If you like the idea of paper but would rather not deal with the recycling challenges, the world of technology is coming to your assistance with varying examples of electronic paper. And yes, the words electronic and paper may seem to be two opposing concepts. But the gap is being bridged by the moment. One example is the e-reader such as Kindle which uses this type of technology from a company called E Ink Corp. Several years ago Lexar used E Ink technology to create an indicator of the storage capacity on its USB drives. Users could check the available space on their flash drives without plugging in.
If you care about this, you would have noticed that this technology is mostly black and white and not easily read in sunlight. And if you haven’t been paying attention, now you know. But have no fear, every limitation is an opportunity. Liquavista is a company that wants to bring your e-paper to the next level with brighter more colorful displays. It claims endless possibilities for you to read in low light and bright sun light. And that’s better than old world paper which required light for reading.

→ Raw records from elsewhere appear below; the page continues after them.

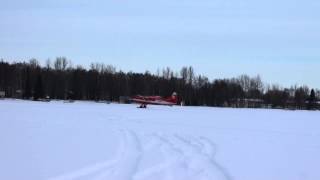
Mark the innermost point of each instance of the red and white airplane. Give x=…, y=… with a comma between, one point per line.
x=155, y=100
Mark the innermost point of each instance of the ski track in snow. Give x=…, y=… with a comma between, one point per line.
x=182, y=157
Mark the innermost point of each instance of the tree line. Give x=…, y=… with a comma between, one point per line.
x=61, y=80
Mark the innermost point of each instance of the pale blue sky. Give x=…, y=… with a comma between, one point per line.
x=280, y=40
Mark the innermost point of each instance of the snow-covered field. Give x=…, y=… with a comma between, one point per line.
x=87, y=140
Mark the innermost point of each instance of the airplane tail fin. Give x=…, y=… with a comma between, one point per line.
x=173, y=98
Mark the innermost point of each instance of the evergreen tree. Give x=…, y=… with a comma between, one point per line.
x=27, y=87
x=312, y=100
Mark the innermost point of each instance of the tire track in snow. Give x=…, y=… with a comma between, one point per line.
x=182, y=157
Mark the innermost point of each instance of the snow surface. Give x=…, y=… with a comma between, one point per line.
x=87, y=140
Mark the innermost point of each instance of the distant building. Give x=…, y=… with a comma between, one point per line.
x=2, y=94
x=124, y=100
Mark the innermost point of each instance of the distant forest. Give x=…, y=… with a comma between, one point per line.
x=59, y=79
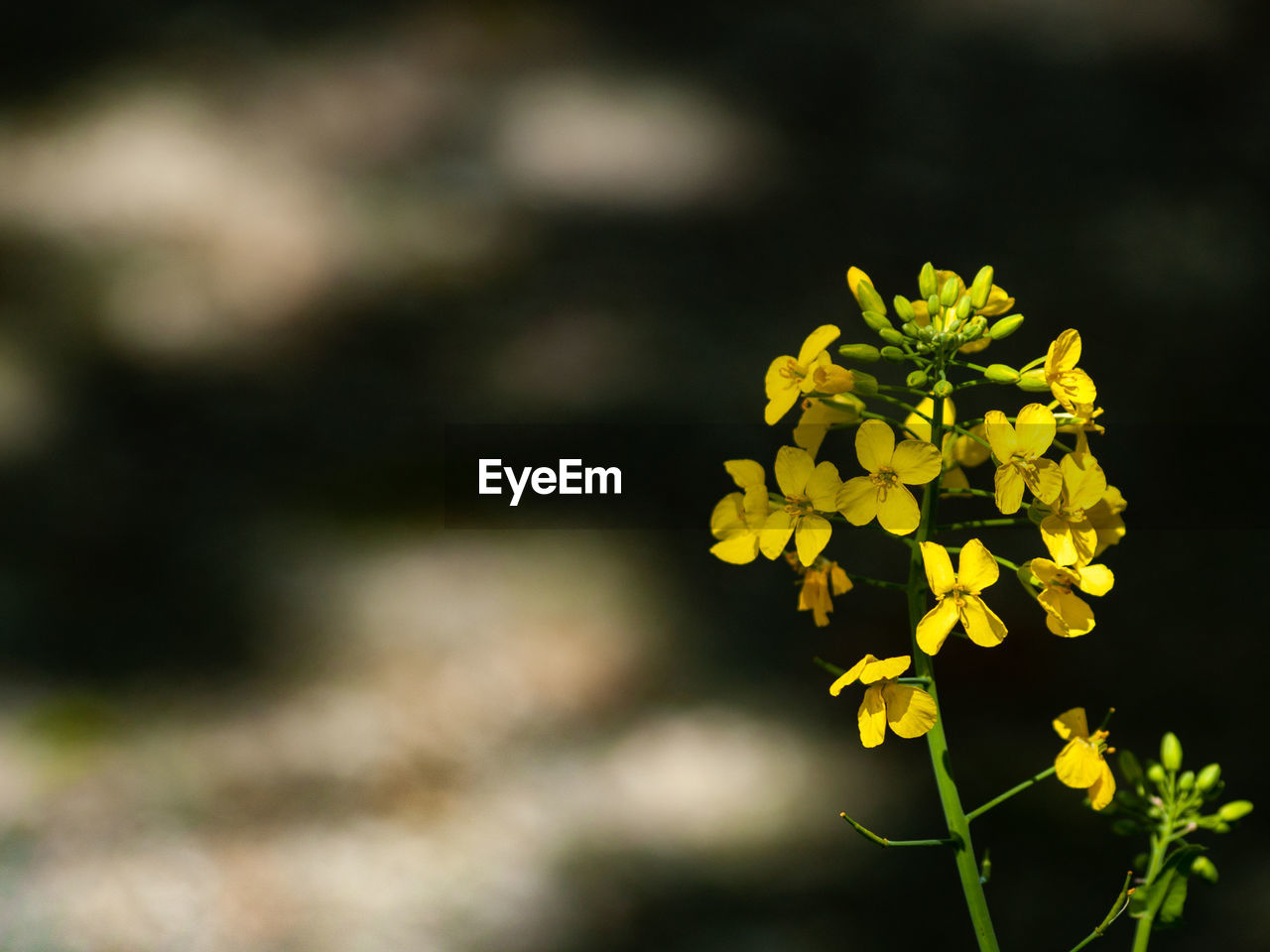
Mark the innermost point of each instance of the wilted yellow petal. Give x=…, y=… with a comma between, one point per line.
x=916, y=461
x=873, y=717
x=794, y=468
x=975, y=567
x=811, y=537
x=875, y=444
x=816, y=343
x=897, y=511
x=910, y=711
x=1072, y=724
x=857, y=500
x=937, y=625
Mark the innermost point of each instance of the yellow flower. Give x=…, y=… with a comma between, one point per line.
x=738, y=517
x=822, y=416
x=1080, y=765
x=1106, y=520
x=789, y=377
x=910, y=711
x=1019, y=456
x=807, y=488
x=881, y=493
x=1070, y=385
x=817, y=584
x=1067, y=613
x=1067, y=531
x=957, y=597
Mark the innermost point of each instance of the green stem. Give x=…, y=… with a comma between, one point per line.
x=1003, y=797
x=959, y=828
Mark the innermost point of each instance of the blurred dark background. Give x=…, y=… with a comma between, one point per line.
x=255, y=694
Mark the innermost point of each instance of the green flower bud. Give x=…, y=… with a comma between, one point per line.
x=865, y=384
x=1001, y=373
x=1034, y=381
x=1006, y=326
x=890, y=335
x=1203, y=867
x=982, y=287
x=1234, y=810
x=876, y=320
x=869, y=298
x=858, y=352
x=926, y=282
x=1171, y=752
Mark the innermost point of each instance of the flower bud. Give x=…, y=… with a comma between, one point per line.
x=1170, y=752
x=1006, y=326
x=858, y=352
x=890, y=335
x=926, y=282
x=1001, y=373
x=1203, y=867
x=980, y=287
x=876, y=320
x=1034, y=381
x=1234, y=810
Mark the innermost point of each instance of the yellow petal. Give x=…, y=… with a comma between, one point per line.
x=811, y=537
x=1079, y=765
x=1096, y=580
x=1010, y=489
x=916, y=461
x=897, y=511
x=824, y=485
x=1102, y=789
x=910, y=711
x=873, y=717
x=1035, y=428
x=816, y=343
x=744, y=472
x=935, y=626
x=881, y=667
x=1065, y=353
x=875, y=444
x=849, y=675
x=794, y=467
x=1072, y=724
x=1001, y=435
x=975, y=567
x=980, y=622
x=738, y=549
x=857, y=500
x=939, y=567
x=775, y=535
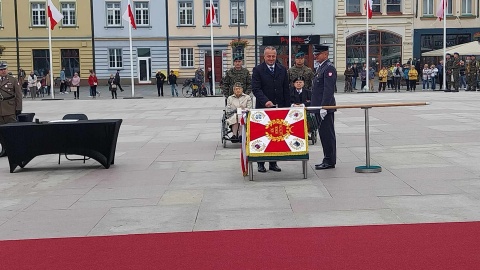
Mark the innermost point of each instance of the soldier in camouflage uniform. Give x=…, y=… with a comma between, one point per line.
x=456, y=72
x=237, y=74
x=448, y=72
x=300, y=70
x=471, y=72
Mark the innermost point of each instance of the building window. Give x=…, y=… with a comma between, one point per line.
x=428, y=7
x=38, y=14
x=185, y=13
x=353, y=6
x=114, y=17
x=41, y=62
x=142, y=17
x=466, y=7
x=305, y=11
x=69, y=14
x=237, y=11
x=277, y=9
x=115, y=58
x=70, y=61
x=376, y=6
x=217, y=11
x=186, y=57
x=394, y=6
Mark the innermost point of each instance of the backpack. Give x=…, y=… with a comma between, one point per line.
x=397, y=71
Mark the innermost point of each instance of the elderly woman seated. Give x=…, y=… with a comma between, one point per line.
x=238, y=100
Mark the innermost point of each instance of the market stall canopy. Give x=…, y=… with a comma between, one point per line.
x=463, y=49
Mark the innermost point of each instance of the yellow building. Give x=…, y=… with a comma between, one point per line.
x=71, y=38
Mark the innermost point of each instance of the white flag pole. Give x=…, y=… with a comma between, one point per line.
x=52, y=92
x=367, y=71
x=444, y=3
x=212, y=54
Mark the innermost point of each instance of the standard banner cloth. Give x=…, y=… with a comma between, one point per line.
x=277, y=133
x=96, y=139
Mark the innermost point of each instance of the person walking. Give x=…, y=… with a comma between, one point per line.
x=172, y=80
x=75, y=88
x=93, y=82
x=118, y=80
x=160, y=81
x=324, y=84
x=412, y=78
x=270, y=85
x=32, y=84
x=112, y=86
x=10, y=96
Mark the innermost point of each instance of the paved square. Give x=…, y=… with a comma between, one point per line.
x=172, y=173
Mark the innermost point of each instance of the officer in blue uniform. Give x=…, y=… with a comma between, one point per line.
x=323, y=89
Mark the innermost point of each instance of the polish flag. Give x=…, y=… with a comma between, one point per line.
x=53, y=14
x=441, y=9
x=211, y=16
x=293, y=11
x=368, y=7
x=128, y=16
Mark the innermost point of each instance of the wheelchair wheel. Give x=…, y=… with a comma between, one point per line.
x=187, y=91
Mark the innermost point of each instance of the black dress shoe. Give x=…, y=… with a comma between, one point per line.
x=324, y=166
x=275, y=168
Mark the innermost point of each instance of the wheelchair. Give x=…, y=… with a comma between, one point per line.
x=227, y=132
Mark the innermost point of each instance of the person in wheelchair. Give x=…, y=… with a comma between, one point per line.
x=238, y=100
x=299, y=96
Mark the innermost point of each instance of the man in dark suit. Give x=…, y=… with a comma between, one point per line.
x=270, y=86
x=324, y=85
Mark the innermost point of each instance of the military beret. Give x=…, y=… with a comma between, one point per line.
x=299, y=55
x=319, y=48
x=300, y=78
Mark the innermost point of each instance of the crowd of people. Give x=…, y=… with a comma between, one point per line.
x=461, y=75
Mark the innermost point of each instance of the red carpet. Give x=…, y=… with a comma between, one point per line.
x=412, y=246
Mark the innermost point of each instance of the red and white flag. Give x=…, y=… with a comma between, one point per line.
x=53, y=14
x=441, y=9
x=368, y=7
x=211, y=16
x=128, y=16
x=293, y=11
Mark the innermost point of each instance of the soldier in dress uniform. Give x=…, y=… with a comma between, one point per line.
x=471, y=72
x=456, y=72
x=10, y=96
x=324, y=85
x=237, y=74
x=300, y=70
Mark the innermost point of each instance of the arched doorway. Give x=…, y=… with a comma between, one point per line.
x=385, y=48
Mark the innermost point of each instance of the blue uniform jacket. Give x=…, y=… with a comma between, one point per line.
x=324, y=84
x=267, y=87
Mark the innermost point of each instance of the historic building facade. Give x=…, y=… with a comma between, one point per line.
x=112, y=46
x=390, y=32
x=71, y=38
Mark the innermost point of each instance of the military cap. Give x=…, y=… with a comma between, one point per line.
x=300, y=78
x=238, y=57
x=299, y=55
x=319, y=48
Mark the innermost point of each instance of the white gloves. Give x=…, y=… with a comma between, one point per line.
x=323, y=112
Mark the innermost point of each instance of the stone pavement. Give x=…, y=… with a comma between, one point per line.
x=172, y=174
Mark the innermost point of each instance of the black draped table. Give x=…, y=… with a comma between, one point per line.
x=96, y=139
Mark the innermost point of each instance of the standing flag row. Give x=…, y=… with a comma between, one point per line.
x=128, y=16
x=293, y=14
x=54, y=17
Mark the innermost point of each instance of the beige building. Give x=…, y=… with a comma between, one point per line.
x=189, y=46
x=390, y=32
x=71, y=38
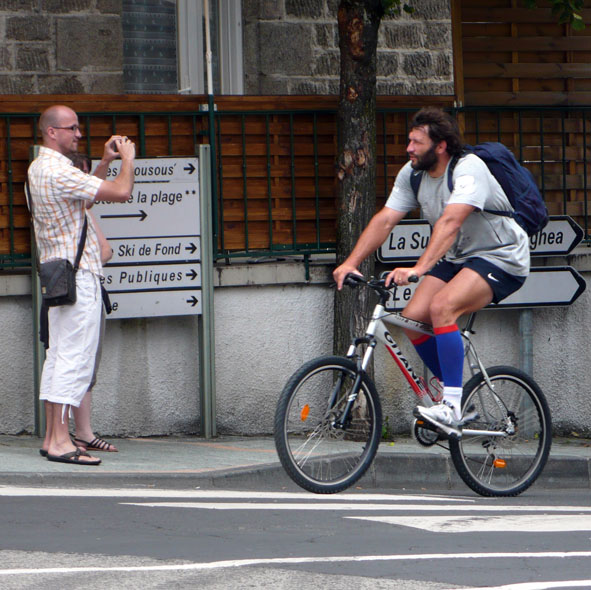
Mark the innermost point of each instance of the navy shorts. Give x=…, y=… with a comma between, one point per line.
x=502, y=283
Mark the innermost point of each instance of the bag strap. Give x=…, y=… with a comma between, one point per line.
x=81, y=241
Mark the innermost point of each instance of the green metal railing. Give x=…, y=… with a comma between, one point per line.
x=266, y=167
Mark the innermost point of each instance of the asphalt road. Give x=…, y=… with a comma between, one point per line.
x=155, y=538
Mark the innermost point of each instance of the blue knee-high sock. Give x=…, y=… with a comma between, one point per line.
x=450, y=350
x=426, y=347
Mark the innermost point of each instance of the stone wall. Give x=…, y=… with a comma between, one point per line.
x=61, y=47
x=292, y=47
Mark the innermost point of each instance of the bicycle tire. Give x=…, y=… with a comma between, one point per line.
x=319, y=456
x=494, y=466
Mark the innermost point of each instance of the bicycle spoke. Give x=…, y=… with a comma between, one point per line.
x=324, y=445
x=508, y=464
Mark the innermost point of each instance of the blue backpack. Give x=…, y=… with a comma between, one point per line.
x=516, y=181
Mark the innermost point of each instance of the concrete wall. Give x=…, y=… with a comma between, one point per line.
x=289, y=47
x=292, y=47
x=149, y=381
x=61, y=47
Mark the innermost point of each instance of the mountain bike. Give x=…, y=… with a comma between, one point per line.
x=328, y=420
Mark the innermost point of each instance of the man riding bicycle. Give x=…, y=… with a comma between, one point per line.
x=473, y=257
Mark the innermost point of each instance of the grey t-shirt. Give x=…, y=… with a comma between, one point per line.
x=495, y=238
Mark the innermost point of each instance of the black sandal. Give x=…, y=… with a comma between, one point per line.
x=97, y=444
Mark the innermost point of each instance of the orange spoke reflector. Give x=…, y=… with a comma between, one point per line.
x=304, y=413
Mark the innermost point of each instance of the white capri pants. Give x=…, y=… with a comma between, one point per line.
x=74, y=332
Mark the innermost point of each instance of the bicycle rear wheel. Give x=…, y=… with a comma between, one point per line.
x=318, y=452
x=509, y=464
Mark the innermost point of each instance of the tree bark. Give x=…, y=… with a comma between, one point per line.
x=358, y=21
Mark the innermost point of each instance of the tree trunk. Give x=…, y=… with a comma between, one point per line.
x=359, y=21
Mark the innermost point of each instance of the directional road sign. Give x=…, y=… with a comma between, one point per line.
x=546, y=286
x=156, y=239
x=410, y=237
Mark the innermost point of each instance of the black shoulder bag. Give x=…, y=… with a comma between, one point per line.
x=58, y=277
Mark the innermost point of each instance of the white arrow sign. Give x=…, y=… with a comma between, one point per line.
x=409, y=239
x=155, y=236
x=167, y=249
x=141, y=304
x=545, y=286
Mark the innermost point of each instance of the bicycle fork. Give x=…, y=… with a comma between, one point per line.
x=362, y=363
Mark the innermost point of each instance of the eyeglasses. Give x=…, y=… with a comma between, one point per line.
x=73, y=128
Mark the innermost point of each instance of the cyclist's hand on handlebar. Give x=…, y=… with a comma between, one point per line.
x=340, y=272
x=402, y=276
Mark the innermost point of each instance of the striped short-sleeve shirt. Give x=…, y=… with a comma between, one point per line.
x=60, y=193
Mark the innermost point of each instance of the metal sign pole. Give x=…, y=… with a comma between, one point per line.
x=206, y=320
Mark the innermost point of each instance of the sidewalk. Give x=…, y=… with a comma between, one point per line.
x=249, y=462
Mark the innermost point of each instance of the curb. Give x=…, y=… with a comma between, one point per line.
x=387, y=471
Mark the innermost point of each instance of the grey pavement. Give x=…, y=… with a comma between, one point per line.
x=234, y=462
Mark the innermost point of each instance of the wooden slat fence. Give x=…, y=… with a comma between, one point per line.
x=276, y=159
x=506, y=54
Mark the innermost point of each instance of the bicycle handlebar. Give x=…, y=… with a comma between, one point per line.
x=378, y=285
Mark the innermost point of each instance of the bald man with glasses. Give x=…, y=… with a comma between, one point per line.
x=61, y=194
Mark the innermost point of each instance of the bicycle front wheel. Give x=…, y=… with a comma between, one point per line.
x=516, y=433
x=322, y=449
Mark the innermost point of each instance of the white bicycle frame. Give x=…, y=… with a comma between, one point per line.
x=378, y=332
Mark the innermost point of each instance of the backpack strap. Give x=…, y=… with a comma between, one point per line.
x=415, y=181
x=417, y=175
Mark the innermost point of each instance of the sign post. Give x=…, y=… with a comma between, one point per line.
x=206, y=323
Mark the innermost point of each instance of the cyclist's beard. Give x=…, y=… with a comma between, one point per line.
x=426, y=161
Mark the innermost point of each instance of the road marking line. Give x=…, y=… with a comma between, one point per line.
x=135, y=493
x=538, y=585
x=296, y=560
x=522, y=523
x=357, y=507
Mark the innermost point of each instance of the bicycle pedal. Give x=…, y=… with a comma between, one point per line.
x=470, y=416
x=449, y=431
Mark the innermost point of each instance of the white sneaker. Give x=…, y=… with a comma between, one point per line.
x=439, y=414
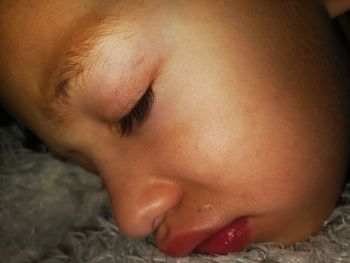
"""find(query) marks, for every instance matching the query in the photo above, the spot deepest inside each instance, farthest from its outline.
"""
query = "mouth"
(232, 238)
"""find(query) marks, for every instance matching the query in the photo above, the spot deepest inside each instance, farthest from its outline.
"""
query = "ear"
(337, 7)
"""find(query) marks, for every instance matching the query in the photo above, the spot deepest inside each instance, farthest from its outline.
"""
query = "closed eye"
(138, 114)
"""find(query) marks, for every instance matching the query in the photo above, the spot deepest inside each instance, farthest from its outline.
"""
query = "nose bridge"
(140, 200)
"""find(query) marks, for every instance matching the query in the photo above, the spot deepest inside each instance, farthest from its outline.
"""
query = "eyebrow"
(75, 63)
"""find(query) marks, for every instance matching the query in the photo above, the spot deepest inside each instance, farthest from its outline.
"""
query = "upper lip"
(184, 241)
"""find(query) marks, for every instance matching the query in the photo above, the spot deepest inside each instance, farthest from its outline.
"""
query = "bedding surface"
(54, 212)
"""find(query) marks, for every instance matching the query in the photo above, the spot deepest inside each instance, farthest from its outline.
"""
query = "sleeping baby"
(213, 124)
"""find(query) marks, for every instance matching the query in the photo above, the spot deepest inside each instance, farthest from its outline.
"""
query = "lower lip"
(233, 238)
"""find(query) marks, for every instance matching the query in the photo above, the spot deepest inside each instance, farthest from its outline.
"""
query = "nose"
(140, 203)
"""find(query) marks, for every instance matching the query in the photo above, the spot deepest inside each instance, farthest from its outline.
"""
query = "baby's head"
(203, 118)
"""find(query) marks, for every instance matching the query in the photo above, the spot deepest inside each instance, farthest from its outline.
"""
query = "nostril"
(157, 222)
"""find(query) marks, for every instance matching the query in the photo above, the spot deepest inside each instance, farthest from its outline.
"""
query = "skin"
(249, 117)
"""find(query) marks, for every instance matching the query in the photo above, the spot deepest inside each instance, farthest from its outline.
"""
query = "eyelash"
(138, 114)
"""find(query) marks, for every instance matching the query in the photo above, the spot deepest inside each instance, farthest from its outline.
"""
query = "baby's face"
(200, 116)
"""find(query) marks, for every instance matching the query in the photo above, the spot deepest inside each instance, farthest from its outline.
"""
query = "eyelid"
(138, 114)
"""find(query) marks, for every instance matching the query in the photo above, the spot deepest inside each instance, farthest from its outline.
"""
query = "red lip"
(233, 238)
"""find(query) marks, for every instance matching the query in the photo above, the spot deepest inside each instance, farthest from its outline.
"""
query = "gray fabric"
(54, 212)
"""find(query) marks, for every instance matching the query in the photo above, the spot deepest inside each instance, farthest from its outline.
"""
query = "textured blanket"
(55, 212)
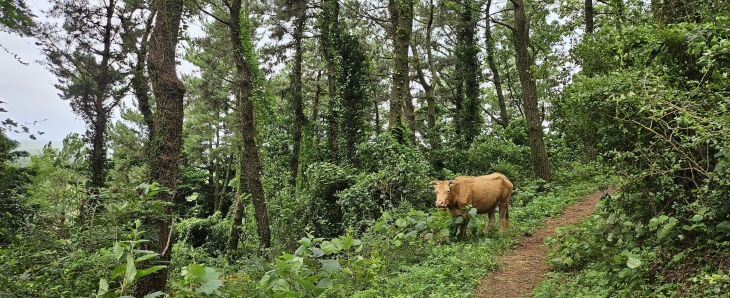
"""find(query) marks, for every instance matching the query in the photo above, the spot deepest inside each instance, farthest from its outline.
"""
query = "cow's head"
(443, 193)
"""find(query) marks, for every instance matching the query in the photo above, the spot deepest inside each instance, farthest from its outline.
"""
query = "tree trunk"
(489, 42)
(521, 40)
(401, 19)
(297, 96)
(589, 16)
(140, 81)
(237, 221)
(169, 91)
(329, 38)
(250, 163)
(98, 150)
(468, 118)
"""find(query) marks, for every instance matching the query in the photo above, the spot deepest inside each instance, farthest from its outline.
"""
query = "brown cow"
(484, 193)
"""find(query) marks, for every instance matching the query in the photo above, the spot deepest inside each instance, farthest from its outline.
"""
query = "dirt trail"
(524, 268)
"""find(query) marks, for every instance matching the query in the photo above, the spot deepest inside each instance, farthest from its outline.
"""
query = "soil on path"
(525, 268)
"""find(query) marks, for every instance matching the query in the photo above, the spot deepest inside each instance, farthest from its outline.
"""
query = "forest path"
(525, 268)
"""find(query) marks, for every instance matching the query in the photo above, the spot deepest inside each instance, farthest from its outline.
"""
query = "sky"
(28, 91)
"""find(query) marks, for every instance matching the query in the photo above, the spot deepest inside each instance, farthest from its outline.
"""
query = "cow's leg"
(503, 216)
(463, 226)
(491, 222)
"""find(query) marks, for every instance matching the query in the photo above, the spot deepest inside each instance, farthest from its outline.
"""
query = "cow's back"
(482, 192)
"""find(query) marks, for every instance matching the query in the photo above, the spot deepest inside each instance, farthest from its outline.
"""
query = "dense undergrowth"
(410, 253)
(663, 114)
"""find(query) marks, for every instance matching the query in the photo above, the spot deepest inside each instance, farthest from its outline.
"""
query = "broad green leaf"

The technology behind this is called electrowetting. Whatever else anyone might think, this is a blending of the field of electrostatics with interfacial chemistry. Sure, it’s complex but think oil and water, a relationship that has contributed to the richness of the English language. Drop water on some surfaces and it’s like an emotional wreck, squeezing itself into a very small ball to minimize contact. Add an electrostatic charge and it’s like valium, a calming drug that relaxes the water, allowing it to unwind – so to speak. Crunch it up with dyes and that’s the science behind e-paper with color. Who knew chemistry could mirror human emotions? We have no idea if the resulting e-paper products can withstand a swim or a washing machine.